At the top of that list are “free and open markets” and “perfect information”. Obviously our absurdly rigged markets are the exact opposite of “free and open”. Our propaganda-saturation is the exact opposite of “perfect information”. Thus technical analysis is simply another fraudulent tool to lead the Sheep around by the nose.

That said, there is one trader/technical analyst for whom I have a great deal of respect: Dan Norcini, noted most widely for his superb, long-time contribution to Jim Sinclair’s site, and now with his own blog. What I respect so much about Norcini is that he is not a slave to T/A. Rather, he explains what the technical indicators are saying at the moment (for whatever that’s worth) and then generally lays out both a bullish and bearish scenario.

In other words, rather than simply trying to “handicap” the market for gamblers (which is what 99% of the T/A jockeys do); Norcini explains the price-action to readers. Equally important, Norcini studies and understands the fundamentals of the market – and ultimately places emphasis on fundamentals over price-action (as all commentators should).

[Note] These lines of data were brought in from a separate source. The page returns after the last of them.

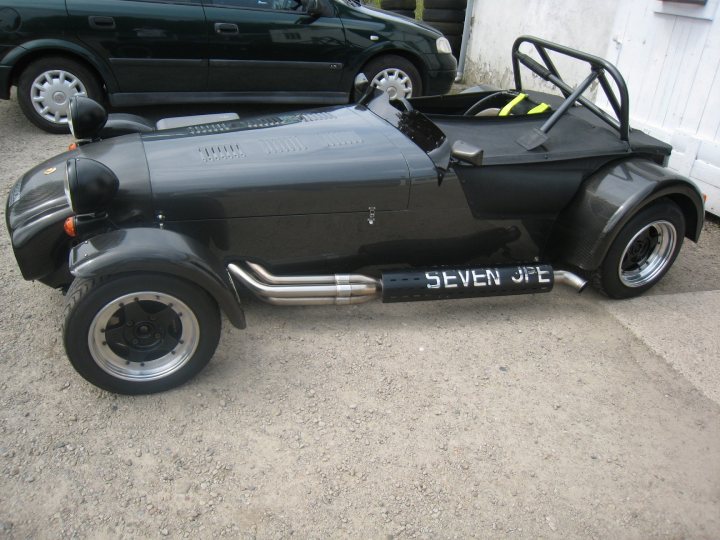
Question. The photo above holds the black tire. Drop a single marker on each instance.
(139, 333)
(392, 5)
(448, 29)
(405, 13)
(643, 251)
(402, 65)
(51, 66)
(445, 4)
(443, 15)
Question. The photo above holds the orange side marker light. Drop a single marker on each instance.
(69, 227)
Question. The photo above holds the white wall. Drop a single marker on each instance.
(669, 54)
(581, 24)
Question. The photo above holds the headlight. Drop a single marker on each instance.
(87, 117)
(89, 185)
(443, 46)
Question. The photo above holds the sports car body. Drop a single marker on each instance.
(153, 233)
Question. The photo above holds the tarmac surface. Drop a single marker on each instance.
(543, 416)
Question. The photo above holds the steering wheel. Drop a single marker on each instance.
(479, 105)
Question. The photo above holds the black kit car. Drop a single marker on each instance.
(145, 52)
(156, 232)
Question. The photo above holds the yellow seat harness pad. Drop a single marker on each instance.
(505, 111)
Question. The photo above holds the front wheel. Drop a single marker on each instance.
(46, 86)
(395, 75)
(139, 333)
(643, 251)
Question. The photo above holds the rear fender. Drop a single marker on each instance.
(161, 252)
(609, 198)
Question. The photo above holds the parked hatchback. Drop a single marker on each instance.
(144, 52)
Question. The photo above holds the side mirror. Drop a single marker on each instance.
(313, 7)
(361, 85)
(87, 117)
(468, 153)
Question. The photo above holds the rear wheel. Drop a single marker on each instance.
(643, 251)
(46, 86)
(139, 333)
(395, 75)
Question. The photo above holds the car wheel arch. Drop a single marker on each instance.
(411, 57)
(22, 57)
(158, 251)
(595, 214)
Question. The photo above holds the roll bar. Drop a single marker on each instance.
(599, 69)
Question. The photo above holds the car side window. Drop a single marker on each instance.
(276, 5)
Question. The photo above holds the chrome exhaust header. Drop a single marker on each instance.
(568, 278)
(340, 289)
(400, 285)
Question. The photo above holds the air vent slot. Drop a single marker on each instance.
(314, 117)
(268, 121)
(204, 129)
(221, 152)
(341, 138)
(283, 145)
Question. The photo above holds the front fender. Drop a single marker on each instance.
(38, 47)
(162, 252)
(609, 198)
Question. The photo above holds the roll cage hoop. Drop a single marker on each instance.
(599, 69)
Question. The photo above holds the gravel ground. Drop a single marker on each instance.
(546, 416)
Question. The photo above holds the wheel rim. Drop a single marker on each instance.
(51, 92)
(647, 254)
(395, 82)
(143, 336)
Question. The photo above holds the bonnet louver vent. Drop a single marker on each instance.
(314, 117)
(282, 145)
(221, 152)
(204, 129)
(341, 138)
(269, 121)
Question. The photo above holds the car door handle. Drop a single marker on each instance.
(101, 23)
(226, 28)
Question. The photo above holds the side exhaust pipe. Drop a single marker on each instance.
(401, 285)
(306, 290)
(570, 279)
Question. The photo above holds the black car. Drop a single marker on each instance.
(144, 52)
(153, 234)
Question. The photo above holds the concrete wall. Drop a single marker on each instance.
(582, 24)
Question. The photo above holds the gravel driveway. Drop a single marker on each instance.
(545, 416)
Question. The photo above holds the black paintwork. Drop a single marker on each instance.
(348, 188)
(468, 282)
(193, 51)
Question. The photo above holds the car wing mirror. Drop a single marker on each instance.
(313, 7)
(361, 85)
(468, 153)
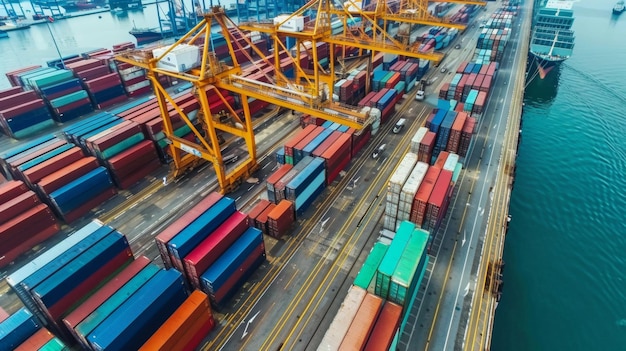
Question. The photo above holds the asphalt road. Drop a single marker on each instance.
(440, 316)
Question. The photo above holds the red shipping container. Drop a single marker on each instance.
(436, 206)
(363, 323)
(211, 248)
(99, 297)
(261, 221)
(170, 232)
(441, 159)
(385, 328)
(418, 209)
(11, 189)
(63, 176)
(17, 205)
(3, 315)
(51, 165)
(36, 341)
(258, 208)
(280, 219)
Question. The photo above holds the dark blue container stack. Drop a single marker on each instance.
(63, 93)
(17, 328)
(72, 270)
(22, 113)
(444, 133)
(133, 322)
(304, 188)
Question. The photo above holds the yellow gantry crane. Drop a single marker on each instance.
(310, 92)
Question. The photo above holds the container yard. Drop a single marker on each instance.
(338, 249)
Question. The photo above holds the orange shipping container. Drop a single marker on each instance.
(170, 335)
(385, 328)
(362, 324)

Thus I was very interested to listen to Norcini’s comments in an interview on Friday. Along with general statements that Norcini saw the current set-up in the bullion market to be very supportive (potentially) for a strong rally, he specifically noted two things: hedge-fund operators currently had (collectively) their smallest “long” positions in the gold market since December 2008 (the very bottom of the bullion market), and their largest “short” positions in the silver market in the 5+ years that Norcini has been keeping track of their trading.

The silver short position in particular is of great significance because the silver market is both much smaller than the gold market and even more depressed at the moment. Those two factors in combination with this gigantic short position mean that we can think of the silver market as an extremely tightly-coiled spring. When the silver market blows through the current trading-range (and blows the shorts out the water) we could very likely see the biggest/strongest rally in the silver market in this entire bull-market to date.

Note what I have stressed in other writing recently: this should not be seen as the “green light” to go and do some gambling of our own in the silver market. Over the short term, prices can always go lower before they go higher – it just means the subsequent bounce will be even bigger/stronger.

Never use margin/leverage in your investing.